“メディア王”マードックに襲いかかる落日

執筆者:梅本逸郎2005年10月号

後継として手塩にかけた長男は去った。盟友の裏切り、ネット部門の出遅れ――新たなメディア再編のうねりが“帝国”を翻弄している。[ニューヨーク発]昨年暮れに登記上の本社を創業の地である豪アデレードからニューヨークに移し、その後も映画、テレビ、新聞と事業各分野で業績はそれなりに好調。だが、名実ともにグローバル総合メディア企業となったはずのニューズ・コーポレーションに、いま終焉の影が静かに忍び寄っている。 後継者として育てた長男の突然の離反、グリーンメーラー(買い占めた株式の高値買い戻しを迫る買収者)と化した盟友、そして何よりも半世紀にわたり強引な合併・買収(M&A)も辞さない手法で帝国を築き上げてきたメディア王、会長兼最高経営責任者(CEO)ルパート・マードック(七四)自身の老い――。 七月二十九日、ニューズ・コープは、ルパートの長男ラクラン(三四)がニューズの最高執行責任者(COO)代行を辞任すると発表した。
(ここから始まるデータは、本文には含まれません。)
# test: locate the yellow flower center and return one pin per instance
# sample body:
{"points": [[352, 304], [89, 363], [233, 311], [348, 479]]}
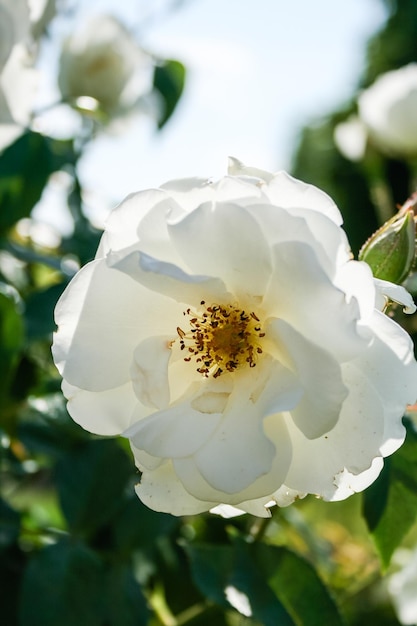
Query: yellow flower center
{"points": [[221, 338]]}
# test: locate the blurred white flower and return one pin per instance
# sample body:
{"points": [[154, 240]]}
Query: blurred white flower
{"points": [[102, 61], [402, 586], [226, 331], [351, 138], [14, 26], [388, 110], [21, 24]]}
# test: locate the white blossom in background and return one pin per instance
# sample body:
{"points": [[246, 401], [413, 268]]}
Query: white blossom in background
{"points": [[351, 138], [102, 61], [224, 328], [22, 22], [402, 586], [388, 111]]}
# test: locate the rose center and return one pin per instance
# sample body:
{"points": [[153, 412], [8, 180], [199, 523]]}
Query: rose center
{"points": [[221, 338]]}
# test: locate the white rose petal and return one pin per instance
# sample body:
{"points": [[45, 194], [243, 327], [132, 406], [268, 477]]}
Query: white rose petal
{"points": [[402, 586], [388, 111], [248, 353], [102, 61]]}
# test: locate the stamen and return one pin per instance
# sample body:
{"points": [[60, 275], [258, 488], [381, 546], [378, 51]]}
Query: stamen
{"points": [[221, 338]]}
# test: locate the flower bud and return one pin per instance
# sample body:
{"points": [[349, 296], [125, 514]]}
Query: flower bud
{"points": [[390, 251]]}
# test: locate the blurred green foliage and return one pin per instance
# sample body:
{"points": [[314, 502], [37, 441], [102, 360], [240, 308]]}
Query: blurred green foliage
{"points": [[77, 548]]}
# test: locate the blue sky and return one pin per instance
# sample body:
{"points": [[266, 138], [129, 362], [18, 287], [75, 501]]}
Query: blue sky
{"points": [[257, 71]]}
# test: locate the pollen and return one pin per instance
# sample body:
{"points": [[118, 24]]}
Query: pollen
{"points": [[221, 338]]}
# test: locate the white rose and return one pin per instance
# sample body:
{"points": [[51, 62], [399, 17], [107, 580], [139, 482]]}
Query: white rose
{"points": [[18, 77], [224, 329], [388, 110], [103, 61], [402, 586]]}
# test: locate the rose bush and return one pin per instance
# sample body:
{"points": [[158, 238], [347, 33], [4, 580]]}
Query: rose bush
{"points": [[224, 328], [388, 111], [103, 61]]}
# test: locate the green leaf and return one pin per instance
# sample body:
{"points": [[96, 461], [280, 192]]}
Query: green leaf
{"points": [[11, 340], [297, 585], [221, 570], [169, 80], [62, 585], [9, 525], [137, 526], [123, 600], [24, 170], [275, 584], [39, 312], [390, 504], [90, 480]]}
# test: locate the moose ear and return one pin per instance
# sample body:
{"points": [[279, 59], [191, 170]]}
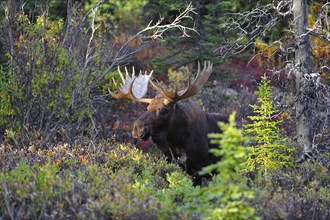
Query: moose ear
{"points": [[140, 85]]}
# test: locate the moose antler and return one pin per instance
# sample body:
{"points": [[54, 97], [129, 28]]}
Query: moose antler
{"points": [[133, 87], [192, 88]]}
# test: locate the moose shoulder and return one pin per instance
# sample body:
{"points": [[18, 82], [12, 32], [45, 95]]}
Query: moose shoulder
{"points": [[177, 125]]}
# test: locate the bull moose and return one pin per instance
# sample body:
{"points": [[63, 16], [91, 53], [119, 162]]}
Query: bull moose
{"points": [[177, 125]]}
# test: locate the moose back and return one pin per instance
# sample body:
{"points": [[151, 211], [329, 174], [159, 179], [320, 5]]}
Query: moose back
{"points": [[177, 125]]}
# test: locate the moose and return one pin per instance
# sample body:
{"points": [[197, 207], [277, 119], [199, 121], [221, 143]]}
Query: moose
{"points": [[177, 125]]}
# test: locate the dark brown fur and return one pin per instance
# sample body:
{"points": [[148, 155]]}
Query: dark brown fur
{"points": [[180, 131]]}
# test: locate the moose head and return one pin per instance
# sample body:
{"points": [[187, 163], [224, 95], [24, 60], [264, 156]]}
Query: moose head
{"points": [[177, 125]]}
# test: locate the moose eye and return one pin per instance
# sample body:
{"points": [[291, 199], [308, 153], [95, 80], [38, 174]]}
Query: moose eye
{"points": [[163, 111]]}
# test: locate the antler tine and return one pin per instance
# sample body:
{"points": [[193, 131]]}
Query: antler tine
{"points": [[133, 87], [198, 82]]}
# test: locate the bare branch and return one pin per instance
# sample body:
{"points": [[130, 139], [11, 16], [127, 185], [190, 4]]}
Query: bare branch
{"points": [[157, 30]]}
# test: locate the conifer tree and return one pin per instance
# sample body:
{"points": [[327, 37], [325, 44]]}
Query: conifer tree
{"points": [[270, 151]]}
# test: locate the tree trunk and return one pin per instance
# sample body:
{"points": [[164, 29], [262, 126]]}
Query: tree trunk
{"points": [[304, 123]]}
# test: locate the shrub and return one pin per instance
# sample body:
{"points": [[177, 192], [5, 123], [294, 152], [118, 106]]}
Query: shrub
{"points": [[226, 197]]}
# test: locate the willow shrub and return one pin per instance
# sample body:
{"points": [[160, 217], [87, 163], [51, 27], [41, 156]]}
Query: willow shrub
{"points": [[227, 196]]}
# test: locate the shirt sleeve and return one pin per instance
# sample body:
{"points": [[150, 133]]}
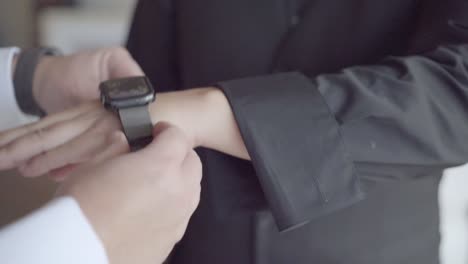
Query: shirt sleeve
{"points": [[56, 234], [312, 138], [11, 114]]}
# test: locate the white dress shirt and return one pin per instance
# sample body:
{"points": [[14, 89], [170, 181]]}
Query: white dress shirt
{"points": [[58, 233]]}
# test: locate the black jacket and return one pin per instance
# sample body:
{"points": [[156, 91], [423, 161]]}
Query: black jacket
{"points": [[350, 110]]}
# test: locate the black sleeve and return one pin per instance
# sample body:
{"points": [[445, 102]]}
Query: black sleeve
{"points": [[311, 138]]}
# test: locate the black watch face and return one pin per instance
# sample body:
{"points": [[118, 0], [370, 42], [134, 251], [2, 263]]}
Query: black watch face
{"points": [[127, 92]]}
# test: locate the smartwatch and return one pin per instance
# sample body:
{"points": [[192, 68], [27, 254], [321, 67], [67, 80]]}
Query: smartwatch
{"points": [[130, 98]]}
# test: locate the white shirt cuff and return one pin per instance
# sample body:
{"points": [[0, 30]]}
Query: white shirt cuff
{"points": [[11, 114], [56, 234]]}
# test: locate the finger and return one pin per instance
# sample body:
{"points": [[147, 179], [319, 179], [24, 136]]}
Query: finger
{"points": [[118, 145], [42, 140], [8, 136], [79, 150], [192, 168], [169, 143]]}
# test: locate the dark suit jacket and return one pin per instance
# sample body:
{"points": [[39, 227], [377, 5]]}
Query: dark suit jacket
{"points": [[350, 110]]}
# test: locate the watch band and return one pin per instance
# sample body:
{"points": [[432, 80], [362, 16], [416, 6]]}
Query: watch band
{"points": [[137, 126], [24, 76]]}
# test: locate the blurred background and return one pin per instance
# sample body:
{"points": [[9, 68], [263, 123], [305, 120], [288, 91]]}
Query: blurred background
{"points": [[73, 25]]}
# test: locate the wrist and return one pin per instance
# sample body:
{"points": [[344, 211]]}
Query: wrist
{"points": [[186, 109], [40, 78]]}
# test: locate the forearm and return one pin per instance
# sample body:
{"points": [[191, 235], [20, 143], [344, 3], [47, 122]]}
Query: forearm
{"points": [[204, 114]]}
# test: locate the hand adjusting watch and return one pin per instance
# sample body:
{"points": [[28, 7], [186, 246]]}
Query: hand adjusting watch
{"points": [[130, 98]]}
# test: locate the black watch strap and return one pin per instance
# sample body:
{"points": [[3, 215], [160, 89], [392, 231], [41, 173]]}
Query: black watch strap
{"points": [[137, 125], [24, 76]]}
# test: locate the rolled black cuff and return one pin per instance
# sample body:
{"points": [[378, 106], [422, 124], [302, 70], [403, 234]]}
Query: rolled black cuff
{"points": [[295, 145], [24, 77]]}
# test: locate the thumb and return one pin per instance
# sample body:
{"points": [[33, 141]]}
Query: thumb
{"points": [[169, 142]]}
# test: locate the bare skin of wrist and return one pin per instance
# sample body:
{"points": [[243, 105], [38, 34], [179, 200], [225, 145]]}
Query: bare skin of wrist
{"points": [[206, 115]]}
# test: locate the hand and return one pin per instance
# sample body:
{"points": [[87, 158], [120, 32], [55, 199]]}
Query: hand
{"points": [[59, 142], [140, 203], [62, 82]]}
ニューヨークで配布されたプレスリリースは、父親から息子への情感あふれる手紙のようにも読める。十年前から手元に置いて帝王学を授けてきた長男が、役員メンバーの片隅には残るとはいえ故郷のオーストラリアに帰るという。これに対し父は、「担当した業務は最高益を上げ、全権を託したニューヨーク・ポスト紙も過去最高の発行部数を記録している」と、息子の業績に最大限の賛辞を送るだけでなく、「辞任の決断は悲しいことだ」と嘆いてみせた。